La adaptación de una obra de ficción al lenguaje cinematográfico siempre es dificultosa; hay que respetar el espíritu del original, no desviarse mucho de las ideas de su autor (a no ser que este lo apruebe) ya que las estamos tomando prestadas, lidiar con los fans que tendrán las miras puestas en el proyecto y las expectativas altas, y pensar que ellos ya disfrutaron con la obra original y esperan ver esta reflejada en la pantalla para disfrutarla nuevamente en un nuevo soporte. El problema viene con las adaptaciones de videojuegos, en los que no se suele respetar ninguna de estas directrices, así se han obtenido bodrios desechables que tenían poco o nada que ver con el videojuego al que decían adaptar.
Esta película basada en el primer título de la saga de videojuegos Silent Hill tiene varios aciertos y varios fallos en lo que se refiere a adaptación. Esteticamente es increible, el ambiente está genialmente logrado, los tres mundos que componen Silent Hill y el paso de uno a otro está muy bien hecho, de una forma que recuerda mucho al juego, la sensación tensa y de agobio está igualmente presente en ambas. Los personajes se respetan de forma parcial, solo algunos guardan un mínimo parecido con los originales, y otros son inventados para la película. La historia es diferente aunque coge algunos elementos del juego y avanza a partir de ahí.
Esta historia nos presenta a una familia con una hija adoptada que sufre pesadillas y anda en sueños. A pesar de las advertencias de su marido, la madre la lleva a un pueblo del que habla en sueños. Mientras se dirigían allí tienen un accidente, y cuando despierta no encuentra a su hija, piensa que se ha dirigido al pueblo, así que se adentra en la niebla que lo envuelve. Un inicio prometedor que sin duda tienta al espectador a seguir viendo las peripecias de esta mujer para solucionar el misterio que rodea al pueblo y a la niña.
Los personajes más importantes son:
Rose, la madre adoptiva que va a una ciudad maldita con la esperanza de encontrar respuestas sobre la enfermedad de su hija. La actriz Radha Mitchell tiene una carrera llena de altibajos y no es de lo mejorcito ni mucho menos. En este papel ha conseguido dar dramatismo y credibilidad al típico personaje de madre desesperada.
Sharon, la hija en cuestión, desaparece al poco de empezar la película. Su trabajo deja mucho que desear, lo que puede disculparse por su juventud.
Christopher, es el padre adoptivo que se informa sobre la historia de Silent Hill y alerta a Rose sobre los sucesos inexplicables ocurridos allí, ella no le escucha y continúa su viaje, así que Christopher la sigue y las busca por el pueblo con la ayuda de un policía. Simplemente, Sean Bean es un actor tan bueno que sorprende verlo en este tipo de film.

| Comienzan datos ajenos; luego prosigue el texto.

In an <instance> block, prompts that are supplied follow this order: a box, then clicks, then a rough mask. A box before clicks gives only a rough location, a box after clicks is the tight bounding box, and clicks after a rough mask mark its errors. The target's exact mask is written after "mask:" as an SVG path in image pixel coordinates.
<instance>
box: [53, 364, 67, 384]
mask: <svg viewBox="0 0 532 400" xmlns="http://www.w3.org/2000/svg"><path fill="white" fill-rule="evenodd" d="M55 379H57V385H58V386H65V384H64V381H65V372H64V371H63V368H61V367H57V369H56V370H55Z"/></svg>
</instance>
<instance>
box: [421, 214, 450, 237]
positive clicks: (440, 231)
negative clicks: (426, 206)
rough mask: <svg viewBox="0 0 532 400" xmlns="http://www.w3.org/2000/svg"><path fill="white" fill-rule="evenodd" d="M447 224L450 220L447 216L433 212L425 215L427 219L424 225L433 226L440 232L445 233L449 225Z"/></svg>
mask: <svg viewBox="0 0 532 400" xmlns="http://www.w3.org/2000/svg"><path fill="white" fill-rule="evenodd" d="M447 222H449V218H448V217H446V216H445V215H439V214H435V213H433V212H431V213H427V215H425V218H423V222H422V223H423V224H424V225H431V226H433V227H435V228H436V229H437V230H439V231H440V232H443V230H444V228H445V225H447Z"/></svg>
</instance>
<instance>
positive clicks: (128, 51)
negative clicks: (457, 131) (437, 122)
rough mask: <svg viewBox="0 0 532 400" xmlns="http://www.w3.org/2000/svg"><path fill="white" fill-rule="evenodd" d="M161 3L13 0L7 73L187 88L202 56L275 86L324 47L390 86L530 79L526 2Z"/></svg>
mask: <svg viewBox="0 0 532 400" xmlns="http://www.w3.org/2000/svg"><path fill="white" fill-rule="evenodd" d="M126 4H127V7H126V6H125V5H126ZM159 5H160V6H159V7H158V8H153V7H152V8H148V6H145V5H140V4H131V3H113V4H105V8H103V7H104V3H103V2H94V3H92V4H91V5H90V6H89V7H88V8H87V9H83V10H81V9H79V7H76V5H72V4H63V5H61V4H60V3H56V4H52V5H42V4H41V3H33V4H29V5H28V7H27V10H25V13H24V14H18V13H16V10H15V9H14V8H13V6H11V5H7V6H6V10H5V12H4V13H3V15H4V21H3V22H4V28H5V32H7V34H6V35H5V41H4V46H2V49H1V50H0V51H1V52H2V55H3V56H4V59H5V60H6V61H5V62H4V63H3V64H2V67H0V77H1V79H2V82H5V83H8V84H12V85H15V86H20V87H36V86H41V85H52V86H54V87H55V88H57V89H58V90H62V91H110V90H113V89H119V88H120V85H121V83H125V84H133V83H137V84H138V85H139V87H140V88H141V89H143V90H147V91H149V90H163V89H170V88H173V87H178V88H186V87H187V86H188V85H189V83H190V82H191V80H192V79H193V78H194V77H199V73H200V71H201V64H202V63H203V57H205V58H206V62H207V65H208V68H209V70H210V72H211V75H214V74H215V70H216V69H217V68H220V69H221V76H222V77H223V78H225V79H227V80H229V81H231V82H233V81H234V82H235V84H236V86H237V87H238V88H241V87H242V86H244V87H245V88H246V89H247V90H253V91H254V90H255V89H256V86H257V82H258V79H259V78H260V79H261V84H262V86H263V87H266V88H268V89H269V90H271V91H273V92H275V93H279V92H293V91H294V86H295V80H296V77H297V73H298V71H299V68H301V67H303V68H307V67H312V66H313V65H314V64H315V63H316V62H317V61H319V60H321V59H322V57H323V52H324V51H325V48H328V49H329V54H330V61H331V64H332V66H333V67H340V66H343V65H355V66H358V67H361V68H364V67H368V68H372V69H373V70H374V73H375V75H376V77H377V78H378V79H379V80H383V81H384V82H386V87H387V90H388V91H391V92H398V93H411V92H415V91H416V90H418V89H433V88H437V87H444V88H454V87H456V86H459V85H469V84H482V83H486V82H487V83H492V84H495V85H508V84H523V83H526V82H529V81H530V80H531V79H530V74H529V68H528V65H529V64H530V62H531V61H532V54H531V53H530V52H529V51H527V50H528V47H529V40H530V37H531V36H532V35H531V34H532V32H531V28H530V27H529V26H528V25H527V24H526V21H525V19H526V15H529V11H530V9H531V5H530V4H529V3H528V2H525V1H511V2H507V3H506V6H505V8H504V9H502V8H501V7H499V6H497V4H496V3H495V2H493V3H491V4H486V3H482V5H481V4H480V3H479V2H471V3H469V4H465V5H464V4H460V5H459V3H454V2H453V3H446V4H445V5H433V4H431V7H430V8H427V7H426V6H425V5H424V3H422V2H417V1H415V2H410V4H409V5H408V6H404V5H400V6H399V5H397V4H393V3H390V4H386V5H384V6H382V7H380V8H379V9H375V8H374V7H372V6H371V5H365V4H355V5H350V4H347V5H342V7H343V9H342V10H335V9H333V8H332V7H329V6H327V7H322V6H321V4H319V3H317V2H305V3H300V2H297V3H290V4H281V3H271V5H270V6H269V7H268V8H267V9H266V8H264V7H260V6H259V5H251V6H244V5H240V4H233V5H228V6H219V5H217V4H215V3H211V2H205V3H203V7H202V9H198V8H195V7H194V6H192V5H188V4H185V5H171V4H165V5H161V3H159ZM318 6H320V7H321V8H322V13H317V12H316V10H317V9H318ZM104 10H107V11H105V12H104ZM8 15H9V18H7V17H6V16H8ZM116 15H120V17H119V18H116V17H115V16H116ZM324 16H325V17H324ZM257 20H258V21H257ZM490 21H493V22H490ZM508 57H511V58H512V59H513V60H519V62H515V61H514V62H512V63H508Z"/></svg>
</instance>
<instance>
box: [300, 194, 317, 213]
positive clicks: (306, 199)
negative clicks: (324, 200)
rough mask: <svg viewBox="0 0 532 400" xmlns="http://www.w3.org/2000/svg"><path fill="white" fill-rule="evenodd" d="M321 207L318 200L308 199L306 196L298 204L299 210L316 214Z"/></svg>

Cybill, agente de policía que sigue a Rose y tiene un accidente al mismo tiempo que ella, al despertarse la arresta y pretende llevársela, pero una serie de acontecimientos las obliga a colaborar para escapar del pueblo. Laurie Holden lleva muy bien el personaje de tía dura. De esta película es el personaje que más se parece al original del videojuego.
La ambientación ya es muy impresionante transmitiendo sentimientos de agobio y la opresión propia del pueblo maldito. Además los mostruos son tomados con inspiración directa del videojuego, asegurando el tono perturbador. Perturbador y tenso, pero no terrorífico, no consigue meterte miedo en el cuerpo, como mucho algo de terror psicológico y tampoco es nada destacable.
La realización es notable, con planos insinuantes y cámaras-grúa que consiguen la inmersión del espectador.
En resumen: una de las mejores adaptaciones de videojuego que se ha realizado nunca.
Tanto si has jugado al videojuego como si no, la película puede ser disfrutada por los fans del misterio.
Lo mejor:
Historia que parte de la base del videojuego y se desarrolla de forma diferente pero igualmente aceptable.
El ambiente está muy bien adaptado.
Lo peor:
La actriz que interpreta a la niña.
No llega a provocar terror en ningún momento.
En una escala del 1 al 10 le doy un: 6,5.